During those sessions, they actually recorded enough material for two albums, one to be released in the autumn, and another called Milk And Honey — which according to legend was to be released in the spring of 1981. To ensure their artistic freedom, the Lennon’s decided to finance the album themselves and afterwards sign with the record company with the highest offer. They eventually signed with David Geffen‘s new label, the Warner Brothers-distributed Geffen Records, for millions less than the major labels were offering — solely because his was the only label that didn’t demand to hear the completed tapes first and Geffen reached out to Yoko personally.
In the summer and fall of 1980, John Lennon took part in an exhaustive interview with Playboy. Select excerpts were released three years later as part of the Unfinished Music: A Heart Play spoken word album. Lennon shed light on what led up to him walking away from industry and staying home to raise his son Sean: “The so-called pain of the artist was always paid for by the freedom of the artist. And the idea of being a rock n’ roll musician suited my talent and mentality, and the freedom was great. But then I found that I wasn’t free. I’d got boxed in — it wasn’t just because of a contract — but the contract was the physical manifestation of being in prison — and that I might as well have gone to a nine-to-five job as carry on the way I was carrying on. There’s two ways to go; you either go — what I term ‘going to Vegas’ and singin’ your great hits — if you’re lucky, or going to hell. Y’know, dying.”
Fred Seaman, John Lennon’s personal assistant for the last year of his life, recalled that Lennon thought long and hard on the material which became his final set of songs: “The official recording started in August of 1980, but the idea started in the spring of 1980 when John and I were in Cold Spring Harbor. And then in June of 1980, when we were in Bermuda. That’s when John really started recording the demos and Yoko was recording her own demos. And they were on the phone and he was telling her what he was recording and she was telling him what she was recording.”
The 1980 Double Fantasy sessions marked Lennon’s first away from his main base of operations in New York City — midtown’s Record Plant East. We asked producer Jack Douglas — who first met and worked with the Lennon’s at the Record Plant in 1971 — why they chose to record the album at rival studio, the Hit Factory: “He couldn’t go to Record Plant anymore because he had to go through a front door. You know that that record was a secret and no one was supposed to know. He didn’t want to be photographed walking in and out of Record Plant, so he just asked me to pick any other studio that was at least in midtown, but he could get in.”

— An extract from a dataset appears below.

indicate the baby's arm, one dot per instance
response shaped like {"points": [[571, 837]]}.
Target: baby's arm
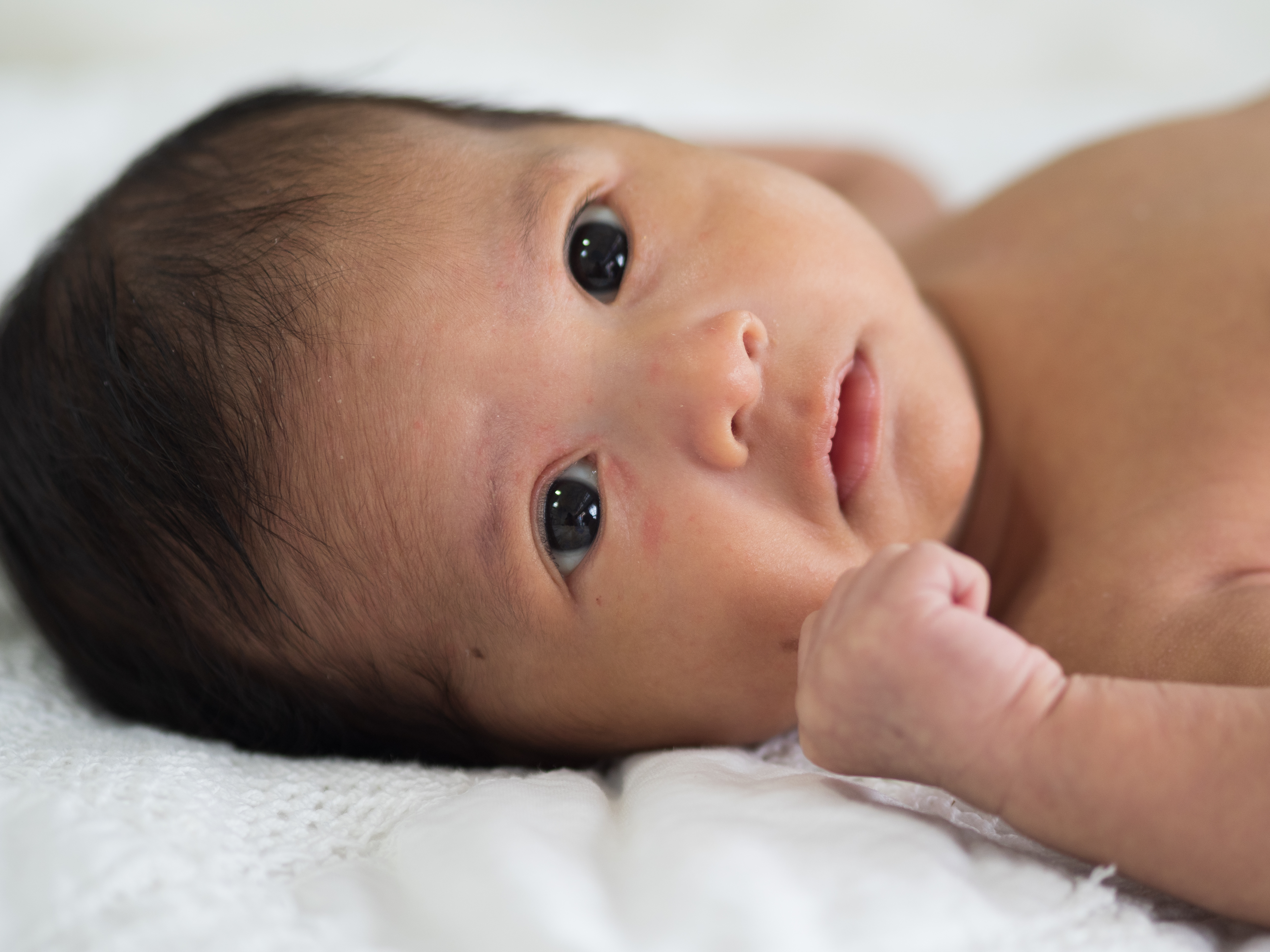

Fred Seaman recalled above all else, the speed in which Lennon and the musicians laid down the Double Fantasy tracks during the summer of 1980: “Y’know, they started out with a bang. They recorded the basic tracks, I think, in two or three weeks. John wasn’t somebody who wanted like 10 takes of a song. No, he wanted to record live, he wanted to get it down, and the musicians were all so brilliant — they got it! And basically the first or second take, that was it! The basic stuff was recorded very quickly initially in August and it was good. It was great stuff.”
Among the classic tracks Lennon recorded during the summer of 1980 were: “(Just Like) Starting Over,” “Woman,” “Watching The Wheels,” “I’m Losing You,” “Cleanup Time,” “Beautiful Boy (Darling Boy),” “Nobody Told Me,” “I’m Stepping Out,” “(Living On) Borrowed Time,” among others.
On February 24th, 1982, Double Fantasy went on to receive the 1981 Grammy Award for Album Of The Year. The ceremony marked six-year-old Sean Lennon’s first public appearance, when he accompanied his mother to the podium to collect the award.